When it comes to compensation, the Super Bowl doesn’t care if you’re
a two-time MVP or a third-string rookie. Postseason games work on a
fixed-payout system that rewards every winning player equally. That
means NFL superstars like New England Patriots quarterback Tom Brady
will be working for peanuts this Sunday in Arizona. But for
lesser-paid players like Seattle Seahawks quarterback Russell Wilson,
it’s a chance at a nice raise.
Russell Wilson is among the lowest-paid QBs in the NFL. Yes, he won the Super Bowl last year, but rookies have mandatory four-year contracts, and Wilson is only in his third year. His base salary and a prorated signing bonus bring his 2014 total to $817,302, or $51,081 for each of the 16 games he played in the regular season, according to Spotrac.
Tom Brady is a veteran QB who’s now in his 15th year in the league. He’s won the Super Bowl three times, earned NFL MVP honors twice, and has a salary to match. A recent restructuring makes exact figures difficult to come by, but Brady earned about $14.8 million, or about $925,000 per game, during the 2014 regular season.
When the Seahawks face the Patriots on Sunday, each player on the winning team gets $97,000. Combined with the $24,000 and $44,000 from the first two playoff games, a Super Bowl win would bring a player’s total postseason haul to $165,000, or $55,000 per game. For most NFL players, the extra money amounts to a substantial raise. In 2011, the median salary was about $770,000, or about $48,000 per game during a regular season, according to Bloomberg Businessweek. And many young players earn the league minimum–$420,000 in 2014.

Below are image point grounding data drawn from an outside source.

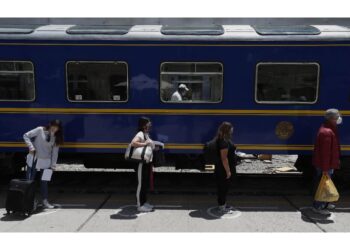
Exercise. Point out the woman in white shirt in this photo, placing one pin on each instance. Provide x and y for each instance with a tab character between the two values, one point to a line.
43	144
142	139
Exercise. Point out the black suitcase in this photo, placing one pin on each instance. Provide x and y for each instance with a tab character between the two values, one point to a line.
21	196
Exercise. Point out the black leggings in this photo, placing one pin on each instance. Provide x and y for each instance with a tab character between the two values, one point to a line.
222	184
143	176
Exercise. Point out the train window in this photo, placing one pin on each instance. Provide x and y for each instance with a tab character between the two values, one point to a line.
287	83
17	29
191	82
213	30
99	29
286	30
17	81
97	81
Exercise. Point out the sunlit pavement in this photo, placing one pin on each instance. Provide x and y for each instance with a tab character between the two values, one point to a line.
177	213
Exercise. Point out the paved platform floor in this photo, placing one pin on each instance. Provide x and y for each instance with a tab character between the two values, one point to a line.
83	212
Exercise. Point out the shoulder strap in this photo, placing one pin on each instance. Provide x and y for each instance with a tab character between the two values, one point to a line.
144	136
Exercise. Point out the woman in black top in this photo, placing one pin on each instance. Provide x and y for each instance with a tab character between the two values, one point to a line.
225	165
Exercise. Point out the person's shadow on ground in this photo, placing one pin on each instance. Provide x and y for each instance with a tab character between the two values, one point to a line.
310	216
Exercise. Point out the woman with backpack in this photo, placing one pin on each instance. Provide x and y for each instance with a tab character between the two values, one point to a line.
43	144
142	139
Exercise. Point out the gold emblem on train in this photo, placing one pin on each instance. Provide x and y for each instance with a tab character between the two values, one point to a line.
284	130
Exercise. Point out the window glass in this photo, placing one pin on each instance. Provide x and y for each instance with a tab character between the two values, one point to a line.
16	81
191	82
97	81
289	83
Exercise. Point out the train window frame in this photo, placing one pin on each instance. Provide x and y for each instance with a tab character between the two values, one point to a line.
283	30
82	101
287	102
192	30
196	102
99	30
18	29
34	82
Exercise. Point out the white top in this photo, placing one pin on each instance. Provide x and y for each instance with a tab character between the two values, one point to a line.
176	97
45	151
142	136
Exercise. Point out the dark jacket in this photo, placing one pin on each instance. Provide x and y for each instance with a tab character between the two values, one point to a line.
326	153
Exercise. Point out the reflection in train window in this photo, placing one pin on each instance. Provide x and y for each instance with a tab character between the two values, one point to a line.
17	81
191	82
287	83
97	81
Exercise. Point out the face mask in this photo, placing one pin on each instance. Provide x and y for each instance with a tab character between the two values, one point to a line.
340	121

For a player with a salary the size of Wilson’s,
the playoffs can be a significant boost.
Wilson’s average playoff game bonus is more
than he makes in a regular-season matchup,
and the total from the extra three games
boosts his overall salary nearly 20 percent.

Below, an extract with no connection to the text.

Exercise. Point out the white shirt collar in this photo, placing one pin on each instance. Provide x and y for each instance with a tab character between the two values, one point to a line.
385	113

For a top earner like Brady, though, the playoffs are a significant pay cut. He goes from $925,000 per game to an average of $55,000 if the Patriots win the Super Bowl; a 95 percent decrease in per-game pay from the regular season. Overall, about $2.6 million less than three regular-season games.
1 - Players on teams that won their division get $2,000 more in the Wild Card round.